Vertex AI
Vertex AI Extensions
Vertex AI Extensions are API endpoints your GenAI applications can use to import data not within the model. Extensions often wrap another API.
An example is the Code Extension, which lets you execute code in your GenAI workflow.
Since each VAC running has its own API endpoints, they are candidates for becoming Vertex AI Extensions to be called from other VACs or other GenAI applications not running upon Multivac Cloud. Vertex AI Extensions have different authentication options ranging from free to an API key or OAuth2.
The VertexAIExtensions
class provides methods for executing, creating and deploying Vertex AI extensions.
Set extensions
within your vacConfig
to use specific extensions in your VAC:
my_extension_powered_vac:
llm: vertex
model: gemini-1.5-pro-001
agent: vertex-genai
extensions:
- operation_id: post_edmonbrain_invoke
vac: edmonbrain # optional - if extension is calling a vac then this is used to determine the URL for the extension
extension_display_name: 'Edmonbrain Database' # specify this or extension_id
#extension_id: 123123123
operation_params: # helps get_extension_content() to know what schema will send in data and how to parse it out its reply
output:
answer: "output.content" # which key to use for question
metadata: "output.metadata" # which key to use for metadata
input:
question: "" # Placeholder for the question parameter
chat_history: [] # Optional chat history
# other input parameters as needed by your extension
animal: ""
You could then fetch data from the Vertex AI Extension from within your app using the helper function get_extension_content()

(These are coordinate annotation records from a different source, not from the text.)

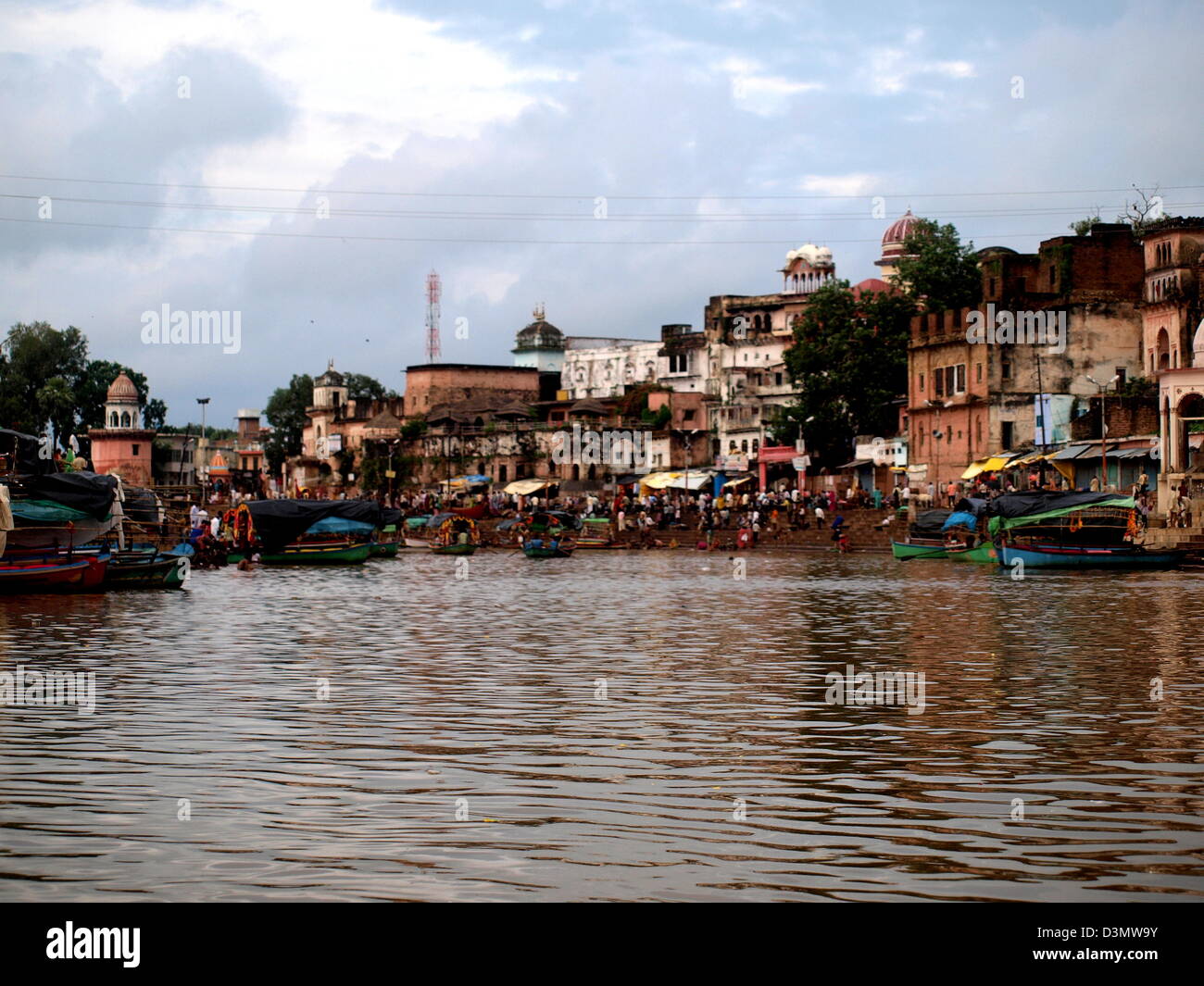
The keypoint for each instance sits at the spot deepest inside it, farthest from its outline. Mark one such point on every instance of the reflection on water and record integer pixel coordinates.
(590, 729)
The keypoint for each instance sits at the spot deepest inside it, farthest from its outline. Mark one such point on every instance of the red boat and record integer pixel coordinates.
(51, 576)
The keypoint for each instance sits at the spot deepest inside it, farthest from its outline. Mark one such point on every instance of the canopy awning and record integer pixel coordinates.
(986, 465)
(658, 481)
(525, 486)
(691, 481)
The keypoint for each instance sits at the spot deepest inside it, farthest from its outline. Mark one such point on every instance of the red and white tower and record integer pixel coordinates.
(433, 317)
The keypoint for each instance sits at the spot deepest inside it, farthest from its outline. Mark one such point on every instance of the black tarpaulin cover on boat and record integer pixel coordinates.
(282, 521)
(82, 490)
(1043, 501)
(930, 523)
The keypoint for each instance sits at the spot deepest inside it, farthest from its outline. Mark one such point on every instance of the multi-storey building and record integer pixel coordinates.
(971, 397)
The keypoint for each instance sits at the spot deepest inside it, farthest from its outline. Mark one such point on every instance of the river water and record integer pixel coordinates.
(615, 726)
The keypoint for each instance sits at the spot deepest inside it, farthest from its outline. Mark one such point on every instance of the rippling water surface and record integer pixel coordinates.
(614, 726)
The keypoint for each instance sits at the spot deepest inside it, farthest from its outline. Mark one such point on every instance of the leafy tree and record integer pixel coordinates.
(155, 413)
(937, 269)
(362, 388)
(31, 356)
(285, 414)
(849, 361)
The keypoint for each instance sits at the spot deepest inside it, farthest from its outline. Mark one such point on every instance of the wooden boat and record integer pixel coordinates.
(73, 574)
(552, 548)
(596, 535)
(984, 553)
(916, 549)
(141, 569)
(1035, 555)
(314, 553)
(457, 536)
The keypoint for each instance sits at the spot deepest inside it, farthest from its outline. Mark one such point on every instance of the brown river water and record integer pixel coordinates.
(615, 726)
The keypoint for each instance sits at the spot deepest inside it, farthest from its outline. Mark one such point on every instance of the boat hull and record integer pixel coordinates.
(157, 572)
(904, 550)
(453, 549)
(1087, 557)
(356, 554)
(53, 576)
(980, 554)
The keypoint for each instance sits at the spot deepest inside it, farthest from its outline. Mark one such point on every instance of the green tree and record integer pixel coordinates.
(31, 356)
(849, 361)
(937, 269)
(285, 414)
(92, 390)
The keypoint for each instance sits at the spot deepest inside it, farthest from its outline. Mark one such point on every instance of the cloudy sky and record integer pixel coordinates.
(619, 161)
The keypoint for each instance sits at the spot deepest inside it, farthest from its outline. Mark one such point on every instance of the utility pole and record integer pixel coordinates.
(1103, 431)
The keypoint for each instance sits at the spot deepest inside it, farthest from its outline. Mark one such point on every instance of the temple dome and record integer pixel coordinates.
(898, 231)
(121, 389)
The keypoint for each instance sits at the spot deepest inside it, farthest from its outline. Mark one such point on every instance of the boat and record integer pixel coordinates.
(1063, 556)
(984, 553)
(1047, 529)
(925, 537)
(456, 536)
(313, 553)
(596, 535)
(145, 569)
(52, 574)
(918, 549)
(550, 548)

from sunholo.vertex import get_extension_content
from sunholo.utils import ConfigManager
config = ConfigManager('my_extension_powered_vac')
question = "What is in my database that talks about kittens?")
# maybe other params your extension handles i.e. 'animal'
extension_content = get_extension_content(question, config=config, animal="cat")
VertexAIExtensions()
The underlying VertexAIExtensions() class has methods to aid creating extensions and executing them. See its documentation for more information.
Vertex AI Search
Formally called Enterprise Search and AI Search and Conversation, this is a data store chunk version.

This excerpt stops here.